His father and the doctor then agreed that Tiga Belas, or 13, should be his name as he was the 13th child. The suggestion worked. Two more children born to his parents died, but he lived on.
To further break the jinx it was suggested he live with another family for a few years and so he grew up with a Chinese family for seven years before returning to his parents. Now he gets along fine with his real and foster parents.
"Personally, I feel any event in my life connected with this number 13 is coincidental," says D13, who speaks fluent English. "Perhaps they seem significant because I am always conscious that there is one day in a month 12 times a year that connotes my name."
But, despite that, there are many coincidences. He joined the Kota Belud district office in 1974, receiving the good news of being accepted in government on Jan. 13.

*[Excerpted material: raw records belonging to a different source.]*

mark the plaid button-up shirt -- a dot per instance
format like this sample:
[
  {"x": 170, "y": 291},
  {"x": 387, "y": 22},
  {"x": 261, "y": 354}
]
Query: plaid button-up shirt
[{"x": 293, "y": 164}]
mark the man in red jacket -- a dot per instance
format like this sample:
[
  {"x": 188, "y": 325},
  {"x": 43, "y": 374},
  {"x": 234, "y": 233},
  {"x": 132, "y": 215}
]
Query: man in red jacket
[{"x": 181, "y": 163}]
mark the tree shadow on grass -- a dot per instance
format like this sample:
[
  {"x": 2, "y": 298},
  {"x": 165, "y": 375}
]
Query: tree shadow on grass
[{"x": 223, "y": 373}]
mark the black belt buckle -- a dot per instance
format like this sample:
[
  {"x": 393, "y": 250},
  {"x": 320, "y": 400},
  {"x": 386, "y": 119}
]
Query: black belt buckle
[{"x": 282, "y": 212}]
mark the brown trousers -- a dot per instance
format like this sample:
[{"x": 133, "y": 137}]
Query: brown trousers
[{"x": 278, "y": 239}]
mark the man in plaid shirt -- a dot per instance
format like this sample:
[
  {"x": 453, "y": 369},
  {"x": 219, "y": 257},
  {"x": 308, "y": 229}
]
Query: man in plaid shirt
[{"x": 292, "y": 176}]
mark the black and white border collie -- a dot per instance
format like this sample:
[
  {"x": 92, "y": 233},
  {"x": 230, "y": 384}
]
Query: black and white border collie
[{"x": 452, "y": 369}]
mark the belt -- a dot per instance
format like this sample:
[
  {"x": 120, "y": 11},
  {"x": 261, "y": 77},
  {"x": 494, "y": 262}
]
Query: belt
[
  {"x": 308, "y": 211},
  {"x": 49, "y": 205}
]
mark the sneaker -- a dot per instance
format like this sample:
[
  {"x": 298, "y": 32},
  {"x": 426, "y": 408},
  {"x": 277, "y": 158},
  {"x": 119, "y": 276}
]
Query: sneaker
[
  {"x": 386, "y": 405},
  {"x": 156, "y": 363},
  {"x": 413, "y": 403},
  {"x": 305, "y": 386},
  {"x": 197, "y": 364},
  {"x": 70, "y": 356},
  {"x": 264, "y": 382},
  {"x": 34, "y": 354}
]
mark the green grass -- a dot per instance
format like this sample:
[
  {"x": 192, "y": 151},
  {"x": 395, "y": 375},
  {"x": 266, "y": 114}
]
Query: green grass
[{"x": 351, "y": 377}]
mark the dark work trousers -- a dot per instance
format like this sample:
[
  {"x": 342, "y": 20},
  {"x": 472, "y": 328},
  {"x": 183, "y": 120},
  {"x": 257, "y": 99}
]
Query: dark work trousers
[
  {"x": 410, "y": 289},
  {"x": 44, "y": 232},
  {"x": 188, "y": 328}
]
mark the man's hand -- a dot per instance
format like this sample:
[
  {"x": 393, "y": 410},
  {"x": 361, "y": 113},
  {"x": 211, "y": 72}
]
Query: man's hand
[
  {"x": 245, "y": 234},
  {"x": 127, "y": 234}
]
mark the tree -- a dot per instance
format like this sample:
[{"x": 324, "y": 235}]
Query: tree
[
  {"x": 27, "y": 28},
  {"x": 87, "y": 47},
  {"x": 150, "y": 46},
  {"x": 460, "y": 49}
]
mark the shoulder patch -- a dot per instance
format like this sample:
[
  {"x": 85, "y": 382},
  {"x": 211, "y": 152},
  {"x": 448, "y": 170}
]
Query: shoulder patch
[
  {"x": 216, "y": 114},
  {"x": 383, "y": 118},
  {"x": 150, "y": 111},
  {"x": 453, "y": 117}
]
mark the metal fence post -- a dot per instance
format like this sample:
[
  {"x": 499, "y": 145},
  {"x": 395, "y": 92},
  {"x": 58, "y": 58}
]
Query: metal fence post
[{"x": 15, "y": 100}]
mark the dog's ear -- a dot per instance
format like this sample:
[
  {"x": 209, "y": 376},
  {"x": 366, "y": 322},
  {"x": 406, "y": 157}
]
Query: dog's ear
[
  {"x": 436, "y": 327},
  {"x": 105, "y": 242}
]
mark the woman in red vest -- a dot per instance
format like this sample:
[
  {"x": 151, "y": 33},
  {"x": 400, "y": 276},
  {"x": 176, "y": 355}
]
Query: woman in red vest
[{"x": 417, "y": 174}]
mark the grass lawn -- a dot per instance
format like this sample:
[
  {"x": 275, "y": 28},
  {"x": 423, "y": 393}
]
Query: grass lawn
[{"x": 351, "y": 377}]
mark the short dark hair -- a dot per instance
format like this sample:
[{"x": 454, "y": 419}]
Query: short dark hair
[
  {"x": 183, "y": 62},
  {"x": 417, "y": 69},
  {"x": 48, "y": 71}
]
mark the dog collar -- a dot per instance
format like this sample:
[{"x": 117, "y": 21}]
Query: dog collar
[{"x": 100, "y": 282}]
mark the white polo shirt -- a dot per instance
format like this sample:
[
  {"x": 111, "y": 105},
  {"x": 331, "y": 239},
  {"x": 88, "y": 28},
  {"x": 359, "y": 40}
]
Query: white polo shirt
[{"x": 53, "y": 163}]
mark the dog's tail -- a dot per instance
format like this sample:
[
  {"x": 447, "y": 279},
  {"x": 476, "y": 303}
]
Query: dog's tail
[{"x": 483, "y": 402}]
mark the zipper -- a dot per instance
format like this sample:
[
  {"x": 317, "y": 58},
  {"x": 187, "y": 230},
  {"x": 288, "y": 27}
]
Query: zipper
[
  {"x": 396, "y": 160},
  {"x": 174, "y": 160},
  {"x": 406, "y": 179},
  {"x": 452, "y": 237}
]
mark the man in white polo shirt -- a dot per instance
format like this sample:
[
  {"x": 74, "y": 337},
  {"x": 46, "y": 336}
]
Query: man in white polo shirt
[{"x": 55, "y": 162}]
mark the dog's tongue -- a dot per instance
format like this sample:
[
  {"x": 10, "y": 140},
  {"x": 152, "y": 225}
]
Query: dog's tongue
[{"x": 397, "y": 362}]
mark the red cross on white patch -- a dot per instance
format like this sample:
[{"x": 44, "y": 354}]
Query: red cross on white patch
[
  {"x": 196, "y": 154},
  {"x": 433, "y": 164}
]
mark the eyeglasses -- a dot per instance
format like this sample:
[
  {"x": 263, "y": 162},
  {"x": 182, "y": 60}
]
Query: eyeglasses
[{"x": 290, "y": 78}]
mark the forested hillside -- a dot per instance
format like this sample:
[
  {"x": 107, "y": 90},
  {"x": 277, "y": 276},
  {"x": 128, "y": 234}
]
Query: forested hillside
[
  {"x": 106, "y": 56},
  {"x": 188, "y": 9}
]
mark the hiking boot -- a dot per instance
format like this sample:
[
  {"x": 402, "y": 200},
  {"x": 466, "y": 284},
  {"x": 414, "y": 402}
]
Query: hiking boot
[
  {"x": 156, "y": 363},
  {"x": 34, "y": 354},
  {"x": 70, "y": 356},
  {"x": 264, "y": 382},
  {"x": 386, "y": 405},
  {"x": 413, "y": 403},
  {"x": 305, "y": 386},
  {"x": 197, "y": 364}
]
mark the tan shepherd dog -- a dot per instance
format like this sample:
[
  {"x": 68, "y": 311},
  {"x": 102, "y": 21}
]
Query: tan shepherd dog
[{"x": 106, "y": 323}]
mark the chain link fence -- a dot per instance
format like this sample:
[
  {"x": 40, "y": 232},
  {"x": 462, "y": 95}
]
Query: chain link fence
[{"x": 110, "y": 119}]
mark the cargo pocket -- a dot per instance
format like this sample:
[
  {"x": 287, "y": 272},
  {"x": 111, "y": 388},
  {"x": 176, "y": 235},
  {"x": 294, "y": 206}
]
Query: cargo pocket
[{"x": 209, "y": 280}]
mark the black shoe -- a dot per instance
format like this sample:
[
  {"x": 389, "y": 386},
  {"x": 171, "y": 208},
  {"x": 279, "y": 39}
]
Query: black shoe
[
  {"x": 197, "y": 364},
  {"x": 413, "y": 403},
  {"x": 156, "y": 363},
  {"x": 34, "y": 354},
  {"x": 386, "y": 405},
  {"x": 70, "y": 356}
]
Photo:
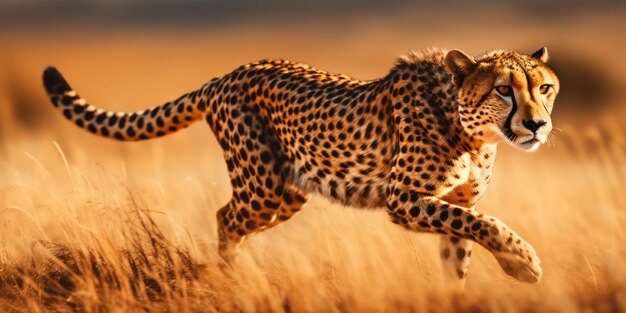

In 1976 he was transferred to Kota Kinabalu as state training officer and took up his new post on Jan. 13. He met his wife on Jan. 13, 1971, when both were students in Kota Belud.
When he went for a one-year training course here in 1978, the letter came on July 13. When he joined the Sabah education office in 1982, the letter came July 13 also.
He was posted to the state development office on Aug. 13, 1984. When he was promoted as assistant director the letter came on Sept. 13, 1985. He was nominated vice president of the Sabah United Bajau Assn. on Sept. 13, 1986.
He also remembers Feb. 13, 1981, when he bought a second-hand car with the license plate D13. He still has the car.
What do friends and colleagues call him? Some call him Datu, but others just yell the number 13. Some foreigners call him Mr. 13. Others call him D13. He say he does not mind what people call him.